EXCLUSIVE: The question is whether this is a really smart or really stupid decision by The CW’s boss Dawn Ostroff. I’m told a contract controversy is preventing Tori Spelling from joining that so-called “edgy, contemporary spin-off” of the ’90s hit 90210 on the network this fall as planned. Insiders tell me that Tori was hired to reprise her role as fashion boutique owner Donna Martin for just “$10,000-$20,000” per episode. But then Jennie Garth and Shannen Doherty were signed for “$35,000-$50,000” a show. When Tori found out her former co-stars were getting paid way more than she was, she got pissed and demanded equal pay. But the network suits have refused. So now my sources tell me that Tori has pulled out of the series, which premieres with a 2-hour special on September 2nd. “She thought she deserved parity, and she’s got a point,” an insider explained to me. (UPDATE: The CW has confirmed today that it has no deal with Tori, despite mentioning Donna Martin’s name in its initial press release.)

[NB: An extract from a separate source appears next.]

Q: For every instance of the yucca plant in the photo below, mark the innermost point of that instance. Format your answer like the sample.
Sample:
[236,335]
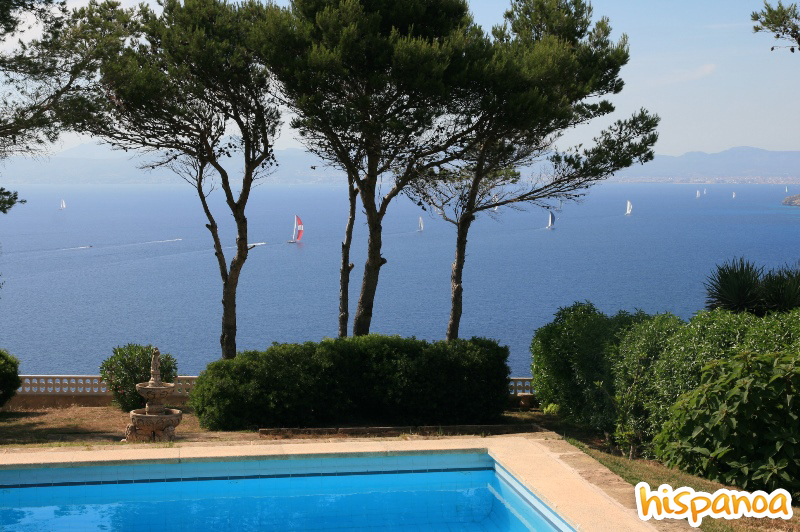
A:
[735,286]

That’s because, for some bizarre reason, Tori is a reality show ratings hit by Oxygen’s low standards. (Last Tuesday’s Tori & Dean: Home Sweet Hollywood was the most watched telecast in the history of that execrable women’s cable channel as 1.4 million viewers saw the episode where Tori gave birth to her 2nd child.) And Spelling wrote a bestselling book besides. Showing once again that it doesn’t pay to underestimate the terrible taste of the American public…

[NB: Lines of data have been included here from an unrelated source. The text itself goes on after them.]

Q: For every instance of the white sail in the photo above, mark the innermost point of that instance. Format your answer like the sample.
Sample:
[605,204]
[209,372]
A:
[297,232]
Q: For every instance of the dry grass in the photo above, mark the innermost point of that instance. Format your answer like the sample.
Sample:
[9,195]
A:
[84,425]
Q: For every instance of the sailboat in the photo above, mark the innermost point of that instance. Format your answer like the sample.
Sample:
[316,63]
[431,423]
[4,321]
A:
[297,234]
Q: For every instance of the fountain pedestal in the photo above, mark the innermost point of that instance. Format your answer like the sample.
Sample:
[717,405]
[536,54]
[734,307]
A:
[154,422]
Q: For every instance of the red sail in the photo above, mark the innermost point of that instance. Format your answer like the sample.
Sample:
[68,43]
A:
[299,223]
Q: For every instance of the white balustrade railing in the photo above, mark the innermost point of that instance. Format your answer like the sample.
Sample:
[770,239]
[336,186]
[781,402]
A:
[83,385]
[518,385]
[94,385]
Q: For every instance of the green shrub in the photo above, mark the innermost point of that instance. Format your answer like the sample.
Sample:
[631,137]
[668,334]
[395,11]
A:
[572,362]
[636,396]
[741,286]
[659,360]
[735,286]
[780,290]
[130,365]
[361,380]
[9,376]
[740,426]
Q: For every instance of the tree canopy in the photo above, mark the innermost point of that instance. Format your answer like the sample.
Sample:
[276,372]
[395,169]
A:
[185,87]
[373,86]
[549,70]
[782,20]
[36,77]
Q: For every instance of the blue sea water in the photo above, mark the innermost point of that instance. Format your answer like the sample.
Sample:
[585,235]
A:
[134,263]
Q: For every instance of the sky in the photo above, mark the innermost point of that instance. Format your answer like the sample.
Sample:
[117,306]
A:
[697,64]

As for Tori, she has told the media only that the timing didn’t work out for her to appear in the 90210 pilot because she was giving birth. “So we’ll see what happens later in the season,” she said last week on CBS’ The Early Show. One insider tells me it wouldn’t be surprising if Tori and the show eventually agree to bring her onto 90210 as a November sweeps stunt. Hmm.
You may remember that, back on May 29th, I wrote that the talk of Hollywood was when, not if, The CW’s Dawn Ostroff would be fired. After all, she got her job by the skin of her teeth after programming as badly as she could at the old UPN and brown-nosing Les Moonves who was making a power-play move on Warner Bros’ Barry Meyer. Well, I recently learned that Ostroff managed to buy herself more time on the back of 90210. Insiders tell me that her future, and the entire future of the fledgling network, rests on the teen show’s fall ratings. As a source explained, “Since Gossip Girl opened with a 3.1 for women 18-to-34 and still can’t get ratings, then 90210 has got to open with a ‘4’ in front of it for women 18-to-34 if The CW and Dawn are going to survive into 2009.”